Behind Adelaide, the blood that had glued to her wounded scalp gathered where Mira couldn’t see. It streamed down her neck, pooled along her left arm, and at her fingertips hardened into a sharp crimson blade, a cold crescent of life.

At the same time, she kept talking—“I’ll never let a rat like that steal you, Mira”—throwing chaff into Mira’s eyes while she drifted closer like a shadow at dusk.

This silly sister act? She’d played it with Mira for five years. The performance no longer needed thought; it flowed like breath.

Listening, Mira’s face showed not a fleck of doubt. She swallowed the story whole like warm milk.

Everything was smooth as silk. While Mira kept trying to explain she and Prince Samir had done nothing, Adelaide stepped into the distance where a throat could be drawn open like a red seam.

In that moment, Adelaide’s eyes held only Mira’s slim neck, pale as porcelain.

One flick of her hand, and that delicate skin would part. How gorgeous would the blood bloom then, a crimson flower on fresh snow?

The thought thrilled her, a spark against fate’s cold iron. Blood surged again—then, just as she moved, her foot hit something.

A shard she’d ignored, too focused on Mira, snagged her sole. It shouldn’t have mattered. But the sudden head rush made her balance vanish like sand.

Everything lined up too “perfect,” like chess pieces nudged by unseen fingers. She couldn’t catch herself. The next heartbeat, she pitched into Mira’s arms, and pain stabbed her chest, exactly like the dream’s last frame.

Before she named it heart-piercing, she heard Mira’s scream, raw as a torn string.

“Sister!!”

Adelaide tried to speak, but copper rose in her throat and choked every word.

Her limbs went slack. Through blurring sight, she saw what had skewered her chest—the scissors Mira had dropped, wedged upright in the ruins like a spike.

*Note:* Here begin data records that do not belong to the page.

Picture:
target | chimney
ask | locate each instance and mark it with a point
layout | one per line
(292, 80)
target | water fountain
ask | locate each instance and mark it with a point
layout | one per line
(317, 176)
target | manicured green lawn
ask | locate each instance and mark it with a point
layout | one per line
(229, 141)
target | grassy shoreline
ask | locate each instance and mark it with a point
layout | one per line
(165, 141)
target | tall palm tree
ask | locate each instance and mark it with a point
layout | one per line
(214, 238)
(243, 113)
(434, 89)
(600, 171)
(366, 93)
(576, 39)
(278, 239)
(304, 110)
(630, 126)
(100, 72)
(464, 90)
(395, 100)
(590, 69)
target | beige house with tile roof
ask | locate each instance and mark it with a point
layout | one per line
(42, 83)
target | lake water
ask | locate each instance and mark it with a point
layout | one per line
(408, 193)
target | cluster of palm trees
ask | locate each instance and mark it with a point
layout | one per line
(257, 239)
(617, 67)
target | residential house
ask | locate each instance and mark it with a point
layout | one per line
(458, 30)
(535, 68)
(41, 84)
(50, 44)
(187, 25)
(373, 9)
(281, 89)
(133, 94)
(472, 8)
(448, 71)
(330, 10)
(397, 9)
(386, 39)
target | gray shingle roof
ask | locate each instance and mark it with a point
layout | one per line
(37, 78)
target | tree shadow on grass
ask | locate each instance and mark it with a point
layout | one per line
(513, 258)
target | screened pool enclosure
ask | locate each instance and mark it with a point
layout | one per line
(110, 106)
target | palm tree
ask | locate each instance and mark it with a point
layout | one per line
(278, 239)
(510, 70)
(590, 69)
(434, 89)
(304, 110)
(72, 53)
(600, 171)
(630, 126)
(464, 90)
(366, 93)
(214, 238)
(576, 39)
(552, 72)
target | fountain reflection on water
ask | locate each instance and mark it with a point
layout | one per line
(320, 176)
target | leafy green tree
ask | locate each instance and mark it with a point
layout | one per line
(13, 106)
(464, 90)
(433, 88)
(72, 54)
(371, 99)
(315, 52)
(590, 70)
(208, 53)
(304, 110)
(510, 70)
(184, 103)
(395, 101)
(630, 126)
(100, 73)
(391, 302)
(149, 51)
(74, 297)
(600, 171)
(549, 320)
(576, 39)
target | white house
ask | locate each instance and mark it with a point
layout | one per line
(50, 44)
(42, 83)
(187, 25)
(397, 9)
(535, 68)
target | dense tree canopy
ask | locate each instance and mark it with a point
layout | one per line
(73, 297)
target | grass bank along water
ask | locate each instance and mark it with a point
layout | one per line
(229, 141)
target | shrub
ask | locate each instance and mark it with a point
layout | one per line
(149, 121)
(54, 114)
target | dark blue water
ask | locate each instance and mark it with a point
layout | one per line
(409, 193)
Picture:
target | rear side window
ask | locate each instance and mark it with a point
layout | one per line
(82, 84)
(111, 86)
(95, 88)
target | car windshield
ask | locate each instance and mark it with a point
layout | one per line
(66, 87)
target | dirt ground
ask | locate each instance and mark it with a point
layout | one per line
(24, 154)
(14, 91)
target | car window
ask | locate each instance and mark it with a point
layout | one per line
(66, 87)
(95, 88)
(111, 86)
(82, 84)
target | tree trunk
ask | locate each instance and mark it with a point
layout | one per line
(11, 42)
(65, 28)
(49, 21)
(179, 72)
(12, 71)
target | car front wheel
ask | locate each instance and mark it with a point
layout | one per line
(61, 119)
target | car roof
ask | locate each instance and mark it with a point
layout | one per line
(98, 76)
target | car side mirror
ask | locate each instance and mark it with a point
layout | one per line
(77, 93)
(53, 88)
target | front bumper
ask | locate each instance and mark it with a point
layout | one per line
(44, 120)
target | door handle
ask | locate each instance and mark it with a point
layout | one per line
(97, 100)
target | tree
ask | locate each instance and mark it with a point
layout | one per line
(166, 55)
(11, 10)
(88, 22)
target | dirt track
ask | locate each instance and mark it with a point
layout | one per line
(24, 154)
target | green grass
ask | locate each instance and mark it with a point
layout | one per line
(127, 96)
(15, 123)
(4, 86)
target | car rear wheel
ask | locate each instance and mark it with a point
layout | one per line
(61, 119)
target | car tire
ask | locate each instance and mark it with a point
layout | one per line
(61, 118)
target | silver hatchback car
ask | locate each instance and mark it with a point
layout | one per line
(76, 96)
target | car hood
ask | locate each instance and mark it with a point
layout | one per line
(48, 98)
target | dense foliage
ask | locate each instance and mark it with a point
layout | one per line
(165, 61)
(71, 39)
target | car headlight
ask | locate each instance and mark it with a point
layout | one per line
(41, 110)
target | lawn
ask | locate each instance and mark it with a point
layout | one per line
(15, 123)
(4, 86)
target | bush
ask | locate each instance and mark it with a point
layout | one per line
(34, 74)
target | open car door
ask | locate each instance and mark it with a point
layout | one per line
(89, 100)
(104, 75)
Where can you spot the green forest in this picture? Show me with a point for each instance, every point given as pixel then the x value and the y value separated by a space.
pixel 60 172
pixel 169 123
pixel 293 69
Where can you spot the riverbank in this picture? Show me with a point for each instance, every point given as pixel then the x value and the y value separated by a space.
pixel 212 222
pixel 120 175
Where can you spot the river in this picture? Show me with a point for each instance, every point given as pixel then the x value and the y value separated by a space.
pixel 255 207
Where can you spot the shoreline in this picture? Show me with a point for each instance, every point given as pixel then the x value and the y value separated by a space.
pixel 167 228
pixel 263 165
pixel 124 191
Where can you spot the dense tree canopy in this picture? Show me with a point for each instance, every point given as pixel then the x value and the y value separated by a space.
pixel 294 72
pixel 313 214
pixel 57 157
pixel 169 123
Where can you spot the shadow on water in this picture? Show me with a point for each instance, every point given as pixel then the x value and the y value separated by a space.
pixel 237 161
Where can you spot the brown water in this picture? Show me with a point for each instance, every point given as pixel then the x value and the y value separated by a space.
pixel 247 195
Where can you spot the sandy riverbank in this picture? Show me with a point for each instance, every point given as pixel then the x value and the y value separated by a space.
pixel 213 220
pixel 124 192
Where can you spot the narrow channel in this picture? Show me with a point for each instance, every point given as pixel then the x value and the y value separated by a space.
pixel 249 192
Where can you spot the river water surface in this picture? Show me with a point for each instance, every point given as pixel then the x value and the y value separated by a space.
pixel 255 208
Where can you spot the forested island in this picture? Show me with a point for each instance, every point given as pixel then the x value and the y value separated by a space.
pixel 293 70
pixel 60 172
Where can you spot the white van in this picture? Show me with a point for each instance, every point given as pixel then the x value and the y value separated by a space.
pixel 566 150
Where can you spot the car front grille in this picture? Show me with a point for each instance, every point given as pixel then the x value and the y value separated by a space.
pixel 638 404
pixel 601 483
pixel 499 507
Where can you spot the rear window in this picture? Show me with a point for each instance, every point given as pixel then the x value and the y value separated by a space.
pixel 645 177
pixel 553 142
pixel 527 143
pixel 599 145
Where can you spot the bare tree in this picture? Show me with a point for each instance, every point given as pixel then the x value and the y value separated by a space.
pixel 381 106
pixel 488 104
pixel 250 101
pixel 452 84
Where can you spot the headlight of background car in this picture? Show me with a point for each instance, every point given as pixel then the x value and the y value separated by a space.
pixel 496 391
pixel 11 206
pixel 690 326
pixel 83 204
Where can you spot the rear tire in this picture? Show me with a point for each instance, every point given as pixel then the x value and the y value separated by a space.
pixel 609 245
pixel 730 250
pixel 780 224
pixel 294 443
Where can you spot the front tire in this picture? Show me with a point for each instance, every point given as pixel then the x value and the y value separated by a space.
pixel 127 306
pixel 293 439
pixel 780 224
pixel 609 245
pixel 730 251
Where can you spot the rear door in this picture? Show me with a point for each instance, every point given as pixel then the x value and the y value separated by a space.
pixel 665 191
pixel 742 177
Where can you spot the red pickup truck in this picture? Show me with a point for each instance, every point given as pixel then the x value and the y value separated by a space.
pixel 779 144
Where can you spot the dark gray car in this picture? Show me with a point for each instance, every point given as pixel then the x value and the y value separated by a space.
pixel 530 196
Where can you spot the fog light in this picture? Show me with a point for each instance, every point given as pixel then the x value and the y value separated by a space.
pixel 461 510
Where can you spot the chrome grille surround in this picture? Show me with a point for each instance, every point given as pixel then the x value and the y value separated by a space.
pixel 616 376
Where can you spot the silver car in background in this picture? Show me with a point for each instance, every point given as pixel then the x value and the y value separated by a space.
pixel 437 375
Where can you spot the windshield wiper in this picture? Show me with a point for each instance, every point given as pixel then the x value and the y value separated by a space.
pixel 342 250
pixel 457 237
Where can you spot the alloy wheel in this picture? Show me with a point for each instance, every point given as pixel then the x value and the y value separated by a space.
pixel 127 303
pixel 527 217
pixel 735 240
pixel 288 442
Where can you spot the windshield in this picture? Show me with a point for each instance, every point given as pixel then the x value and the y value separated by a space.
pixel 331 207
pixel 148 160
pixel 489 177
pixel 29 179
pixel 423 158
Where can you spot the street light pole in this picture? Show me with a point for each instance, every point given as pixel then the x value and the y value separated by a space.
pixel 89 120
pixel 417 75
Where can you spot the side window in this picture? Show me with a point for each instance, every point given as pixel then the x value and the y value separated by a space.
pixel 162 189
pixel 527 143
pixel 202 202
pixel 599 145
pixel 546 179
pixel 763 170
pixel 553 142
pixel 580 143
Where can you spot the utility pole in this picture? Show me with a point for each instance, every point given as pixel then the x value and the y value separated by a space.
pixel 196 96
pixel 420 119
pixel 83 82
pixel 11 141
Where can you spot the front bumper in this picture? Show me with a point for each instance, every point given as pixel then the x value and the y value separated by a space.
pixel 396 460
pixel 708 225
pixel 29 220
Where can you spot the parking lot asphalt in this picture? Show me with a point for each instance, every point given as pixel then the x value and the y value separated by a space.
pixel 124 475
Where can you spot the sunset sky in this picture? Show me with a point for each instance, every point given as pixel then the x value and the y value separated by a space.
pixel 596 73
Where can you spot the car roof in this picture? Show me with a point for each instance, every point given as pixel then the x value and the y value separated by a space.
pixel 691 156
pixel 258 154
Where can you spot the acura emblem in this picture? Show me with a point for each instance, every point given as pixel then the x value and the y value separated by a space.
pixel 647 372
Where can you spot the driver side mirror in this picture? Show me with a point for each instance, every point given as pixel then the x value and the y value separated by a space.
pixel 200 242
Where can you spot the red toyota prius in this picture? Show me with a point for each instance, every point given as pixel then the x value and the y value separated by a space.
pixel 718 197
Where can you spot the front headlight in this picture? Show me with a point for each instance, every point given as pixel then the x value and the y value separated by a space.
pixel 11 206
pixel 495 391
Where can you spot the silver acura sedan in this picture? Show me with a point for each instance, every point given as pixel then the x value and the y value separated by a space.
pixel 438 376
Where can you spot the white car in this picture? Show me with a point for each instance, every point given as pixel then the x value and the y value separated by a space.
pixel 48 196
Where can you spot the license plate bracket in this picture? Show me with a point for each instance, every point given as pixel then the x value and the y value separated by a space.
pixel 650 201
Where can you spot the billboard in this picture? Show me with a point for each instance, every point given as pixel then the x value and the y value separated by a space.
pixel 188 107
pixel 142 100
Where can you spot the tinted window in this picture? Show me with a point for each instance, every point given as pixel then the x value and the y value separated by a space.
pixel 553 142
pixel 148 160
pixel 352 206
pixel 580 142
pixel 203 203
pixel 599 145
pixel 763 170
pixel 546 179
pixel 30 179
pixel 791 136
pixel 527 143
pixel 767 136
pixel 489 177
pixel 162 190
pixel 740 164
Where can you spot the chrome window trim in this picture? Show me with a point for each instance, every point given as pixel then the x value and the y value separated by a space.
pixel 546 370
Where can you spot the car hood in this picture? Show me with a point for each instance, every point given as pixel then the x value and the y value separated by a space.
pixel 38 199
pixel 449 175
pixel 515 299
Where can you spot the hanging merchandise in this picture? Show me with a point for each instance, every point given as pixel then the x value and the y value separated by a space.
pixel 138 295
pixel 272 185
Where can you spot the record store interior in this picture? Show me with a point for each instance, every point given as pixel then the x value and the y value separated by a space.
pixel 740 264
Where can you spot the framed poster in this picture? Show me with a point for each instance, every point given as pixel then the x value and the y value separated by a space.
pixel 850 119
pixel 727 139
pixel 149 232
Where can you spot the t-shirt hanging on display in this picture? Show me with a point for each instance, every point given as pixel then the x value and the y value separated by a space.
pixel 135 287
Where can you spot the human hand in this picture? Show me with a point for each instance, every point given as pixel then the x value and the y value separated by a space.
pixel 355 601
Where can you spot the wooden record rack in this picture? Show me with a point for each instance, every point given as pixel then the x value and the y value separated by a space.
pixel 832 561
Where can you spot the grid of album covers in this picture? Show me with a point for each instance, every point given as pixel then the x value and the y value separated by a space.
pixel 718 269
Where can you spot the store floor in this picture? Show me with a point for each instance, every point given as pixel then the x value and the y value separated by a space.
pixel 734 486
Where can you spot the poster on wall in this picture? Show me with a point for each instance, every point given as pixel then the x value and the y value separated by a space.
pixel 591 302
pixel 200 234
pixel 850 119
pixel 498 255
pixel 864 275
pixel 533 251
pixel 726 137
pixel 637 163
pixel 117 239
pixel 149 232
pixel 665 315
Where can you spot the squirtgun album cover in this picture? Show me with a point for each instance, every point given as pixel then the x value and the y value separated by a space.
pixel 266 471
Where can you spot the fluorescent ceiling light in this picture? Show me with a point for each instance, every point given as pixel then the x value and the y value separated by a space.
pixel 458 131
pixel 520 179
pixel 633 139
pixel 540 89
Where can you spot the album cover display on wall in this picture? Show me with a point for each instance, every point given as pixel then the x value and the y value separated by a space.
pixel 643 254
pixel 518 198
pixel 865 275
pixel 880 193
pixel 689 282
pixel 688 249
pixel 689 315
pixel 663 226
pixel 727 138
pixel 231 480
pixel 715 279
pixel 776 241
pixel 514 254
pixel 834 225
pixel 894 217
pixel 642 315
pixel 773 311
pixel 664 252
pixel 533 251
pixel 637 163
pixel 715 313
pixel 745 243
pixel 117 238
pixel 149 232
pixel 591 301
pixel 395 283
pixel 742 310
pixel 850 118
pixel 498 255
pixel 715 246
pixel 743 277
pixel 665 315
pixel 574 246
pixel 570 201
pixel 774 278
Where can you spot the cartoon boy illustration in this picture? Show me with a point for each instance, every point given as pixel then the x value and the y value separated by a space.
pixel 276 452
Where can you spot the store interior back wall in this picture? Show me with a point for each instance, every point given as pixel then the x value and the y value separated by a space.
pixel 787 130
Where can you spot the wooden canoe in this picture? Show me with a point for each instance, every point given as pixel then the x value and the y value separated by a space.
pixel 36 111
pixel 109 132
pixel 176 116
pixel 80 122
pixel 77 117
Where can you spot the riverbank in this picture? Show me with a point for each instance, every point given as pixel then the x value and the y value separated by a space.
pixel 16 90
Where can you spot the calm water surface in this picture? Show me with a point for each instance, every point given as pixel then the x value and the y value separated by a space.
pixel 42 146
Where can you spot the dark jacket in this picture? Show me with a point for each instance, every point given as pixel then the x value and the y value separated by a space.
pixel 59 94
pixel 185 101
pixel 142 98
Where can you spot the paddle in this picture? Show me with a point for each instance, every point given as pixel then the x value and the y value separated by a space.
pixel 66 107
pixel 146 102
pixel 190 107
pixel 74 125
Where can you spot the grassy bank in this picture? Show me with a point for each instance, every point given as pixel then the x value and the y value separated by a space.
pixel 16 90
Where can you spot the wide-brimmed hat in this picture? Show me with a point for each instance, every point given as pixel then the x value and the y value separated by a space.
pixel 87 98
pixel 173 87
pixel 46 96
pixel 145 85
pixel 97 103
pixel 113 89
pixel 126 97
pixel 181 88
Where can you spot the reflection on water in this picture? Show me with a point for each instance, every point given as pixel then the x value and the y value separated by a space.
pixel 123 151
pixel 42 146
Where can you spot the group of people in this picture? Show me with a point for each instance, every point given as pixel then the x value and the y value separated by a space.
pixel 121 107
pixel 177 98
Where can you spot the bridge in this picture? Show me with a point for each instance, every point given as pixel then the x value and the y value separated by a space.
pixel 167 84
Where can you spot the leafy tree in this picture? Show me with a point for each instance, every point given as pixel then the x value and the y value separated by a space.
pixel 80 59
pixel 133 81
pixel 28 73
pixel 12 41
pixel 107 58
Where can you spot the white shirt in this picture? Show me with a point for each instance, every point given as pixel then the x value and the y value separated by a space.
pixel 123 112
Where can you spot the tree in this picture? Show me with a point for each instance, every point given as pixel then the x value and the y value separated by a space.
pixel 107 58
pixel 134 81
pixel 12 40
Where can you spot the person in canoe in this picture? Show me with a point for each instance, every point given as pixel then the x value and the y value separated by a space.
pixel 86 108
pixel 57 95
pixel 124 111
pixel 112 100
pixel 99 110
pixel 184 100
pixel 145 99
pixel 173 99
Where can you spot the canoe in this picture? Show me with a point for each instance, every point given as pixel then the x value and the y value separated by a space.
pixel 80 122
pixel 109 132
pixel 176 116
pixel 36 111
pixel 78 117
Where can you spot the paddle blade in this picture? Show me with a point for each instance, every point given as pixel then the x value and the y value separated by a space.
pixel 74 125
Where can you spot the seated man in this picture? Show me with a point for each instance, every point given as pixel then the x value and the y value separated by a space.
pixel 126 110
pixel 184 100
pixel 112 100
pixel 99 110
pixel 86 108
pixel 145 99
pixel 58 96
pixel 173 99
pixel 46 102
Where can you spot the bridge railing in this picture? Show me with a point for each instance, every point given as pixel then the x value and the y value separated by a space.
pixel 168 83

In that instant, she heard it: a god’s nasty little laugh, echoing like wind under a door.

…Heh. Heh-heh.

So in the end… it’s still following that dream’s script, isn’t it?

Her thoughts began to unravel like wet silk. Images flashed—her stubborn grudges, the nights she didn’t sleep, chasing her little sister’s shadow.

But in the last heartbeat, she didn’t pray. She didn’t repent. She raised a big middle finger at God in her mind, a gesture this world didn’t even recognize.

—F******** you********************

Adelaide spat a stream of curses she hadn’t even known until now. She hated that He toyed with her fate. She hated more that He revealed the ending at the last minute, then mocked her for trying to change it.

A god with cruel humor, showing up just to wreck a cruel girl.

…Well. Fine. Maybe that’s only fitting.

Before everything went dark, a familiar fragrance wrapped around her like a warm shawl.

Hot droplets struck her face like summer rain. Someone called her name, begging her not to die.

Following that voice, Adelaide fell into the dark.